The extracted RNA was size-selected by denaturing PAGE using a 15% TBE-Urea gel, and fragments corresponding to 15–35 nucleotides (or 26–35 nucleotides for select libraries) were excised. RNA fragments were dephosphorylated using T4 PNK (New England Biolabs), and ligated to a 3′ oligonucleotide adapter containing a unique molecular identifier (UMI) hexanucleotide degenerate sequence using T4 RNA ligase 2 – truncated (New England Biolabs) for 3 hr at 37°C. Ribosomal RNA was depleted using RiboZero (Illumina) omitting the final 50°C incubation step in an effort to reduce contamination of short fragments of rRNA. RNA was then reverse-transcribed to cDNA using Superscript III (Thermo Fisher Scientific) using RT primer with a second four-nucleotide UMI sequence, RNNN. cDNA was then circularized using circLigase (Lucigen) and amplified by PCR using Phusion high-fidelity polymerase (New England Biolabs). PCR-amplified libraries were quantified with a Bioanalyzer 2100 (Agilent) using the High Sensitivity DNA kit and pooled in equimolar ratios. Sequencing was performed using a HiSeq2500 (Illumina) at the Johns Hopkins Institute of Genetic Medicine.
Preparation of libraries for RNA-seq
View detailed protocolTotal RNA was extracted from 50 or 100 µL of lysate using 1 mL of TRIzol (Thermo Fisher Scientific). Following precipitation, the RNeasy kit (Qiagen) was used to clean-up RNA prior to library preparation. Starting with 1.0 µg of total RNA, RNA-seq libraries were prepared using the low-throughput TruSeq Stranded Total RNA Library Prep Gold kit (Illumina). As for ribosome profiling, cDNA libraries were quantified using a Bioanalyzer 2100 (Agilent) with the High Sensitivity DNA kit and sequenced with a HiSeq2500 (Illumina).

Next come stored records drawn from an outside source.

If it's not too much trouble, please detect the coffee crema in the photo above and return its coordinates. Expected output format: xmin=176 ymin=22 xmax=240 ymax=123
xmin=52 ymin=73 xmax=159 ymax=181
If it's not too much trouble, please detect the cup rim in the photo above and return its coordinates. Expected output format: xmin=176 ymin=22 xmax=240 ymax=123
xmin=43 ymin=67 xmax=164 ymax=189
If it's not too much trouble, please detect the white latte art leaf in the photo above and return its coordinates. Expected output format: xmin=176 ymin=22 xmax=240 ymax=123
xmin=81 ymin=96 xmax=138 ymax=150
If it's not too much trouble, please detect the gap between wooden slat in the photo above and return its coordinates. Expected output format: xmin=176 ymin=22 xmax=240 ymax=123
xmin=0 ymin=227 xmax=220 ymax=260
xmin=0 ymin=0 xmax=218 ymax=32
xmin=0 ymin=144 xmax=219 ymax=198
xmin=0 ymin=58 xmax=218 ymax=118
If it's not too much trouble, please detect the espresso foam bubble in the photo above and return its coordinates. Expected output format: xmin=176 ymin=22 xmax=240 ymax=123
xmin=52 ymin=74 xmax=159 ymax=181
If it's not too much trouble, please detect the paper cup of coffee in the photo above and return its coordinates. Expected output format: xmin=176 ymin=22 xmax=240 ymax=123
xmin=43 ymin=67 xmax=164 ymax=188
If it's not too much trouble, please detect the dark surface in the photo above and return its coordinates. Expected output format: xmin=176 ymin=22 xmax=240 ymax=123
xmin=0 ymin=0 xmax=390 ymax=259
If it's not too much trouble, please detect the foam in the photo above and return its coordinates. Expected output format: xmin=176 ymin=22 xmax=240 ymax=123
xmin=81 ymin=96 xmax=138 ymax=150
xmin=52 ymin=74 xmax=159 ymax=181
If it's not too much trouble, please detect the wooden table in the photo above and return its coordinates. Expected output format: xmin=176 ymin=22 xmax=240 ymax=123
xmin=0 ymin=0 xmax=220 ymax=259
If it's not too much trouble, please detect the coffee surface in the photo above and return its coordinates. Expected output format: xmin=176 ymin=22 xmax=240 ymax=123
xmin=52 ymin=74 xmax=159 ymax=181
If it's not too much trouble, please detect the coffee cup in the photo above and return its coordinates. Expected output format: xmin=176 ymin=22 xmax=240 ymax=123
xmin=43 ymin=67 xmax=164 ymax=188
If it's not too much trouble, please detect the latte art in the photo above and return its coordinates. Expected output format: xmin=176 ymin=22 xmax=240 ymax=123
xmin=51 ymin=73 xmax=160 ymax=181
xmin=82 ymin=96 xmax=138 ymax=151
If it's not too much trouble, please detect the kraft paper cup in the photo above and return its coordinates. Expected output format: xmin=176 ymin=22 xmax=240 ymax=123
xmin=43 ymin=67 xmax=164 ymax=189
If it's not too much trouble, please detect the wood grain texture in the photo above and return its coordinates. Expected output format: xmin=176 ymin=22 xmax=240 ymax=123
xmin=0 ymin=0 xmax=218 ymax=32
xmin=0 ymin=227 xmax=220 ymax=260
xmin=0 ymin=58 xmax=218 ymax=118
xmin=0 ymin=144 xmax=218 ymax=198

Analysis of ribosome profiling data
Read processing and sequence alignment
Request a detailed protocolFollowing sequencing of ribosome profiling libraries, we performed several pre-processing steps. Reads were deduplicated, collapsing reads with identical sequences and UMIs, using tally (Davis et al., 2013). UMI’s were then removed by trimming 4 nucleotides from 5′ ends of reads using seqtk (Li, 2016), and 3′ adapter sequences were removed using skewer (Jiang et al., 2014). FASTQ files were then aligned to noncoding RNA sequences including rRNA sequences from RefSeq (Supplementary file 2) along with annotated noncoding sequences present in GENCODE (version 30) (Frankish et al., 2019) (Mt_rRNA, Mt_tRNA, rRNA, miRNA, scRNA, scaRNA, snoRNA, snRNA, sRNA, vaultRNA) using STAR (Dobin et al., 2013). Reads mapping to noncoding RNAs were discarded and remaining reads were mapped to the hg38 human genome again using STAR. Mapping of spliced reads was guided by annotations from GENCODE (version 30). Multimapping reads were permitted (Calviello et al., 2016) allowing mapping to up to 200 positions, but all alignments flagged as secondary alignments were discarded ensuring only single alignments for each read. All genome-wide analyses presented here were also performed using only uniquely mapping reads, and observations were not substantially different for any figure presented here (data not shown). A notable exception are the histone genes which cannot be uniquely aligned due to similarities between conserved sequences and require multimapping for analysis.
Selection of single transcripts for each protein coding gene
Request a detailed protocolFollowing alignment to the hg38 genome, reads were assigned to a custom transcriptome annotation based on the GENCODE (version 30) (Frankish et al., 2019) annotations for protein coding genes. Protein coding genes were initially filtered, and all transcripts without completed coding sequences or UTRs were discarded. All protein coding transcripts where then compared, and a single transcript was selected for each gene based on the following procedure for genes with multiple annotated coding transcripts. All transcripts with the 3′ most stop codon were initially selected, ensuring that all 3′UTRs did not overlap with the CDS of alternatively spliced transcripts when quantifying SCR. Genes with multiple transcripts sharing this stop codon were then filtered, first selecting genes with primary APPRIS transcripts (Rodriguez et al., 2013), and then alternative APPRIS transcripts, followed by inclusion in the consensus CDS gene set (CCDS) (Pujar et al., 2018), and lastly selecting transcripts with the longest coding sequence for genes without APPRIS or CCDS transcripts for this 3′ most stop codon. For genes still containing multiple isoforms, transcripts were finally filtered by choosing transcripts with the shortest 3′UTRs, and lastly selecting those with the shortest 5′UTRs. After selecting a specific transcript, each transcript was checked for overlap with all transcripts of the nearest gene both upstream and downstream on the same chromosome strand as the transcript being queried and transcripts overlapping any nearby transcripts were discarded. Transcripts with UTRs overlapping annotated pseudogenes were also discarded, as these were observed to bias RRTS calculation for some genes (data not shown). In total, 17,937 transcripts remained after filtering procedures and were used for downstream analyses.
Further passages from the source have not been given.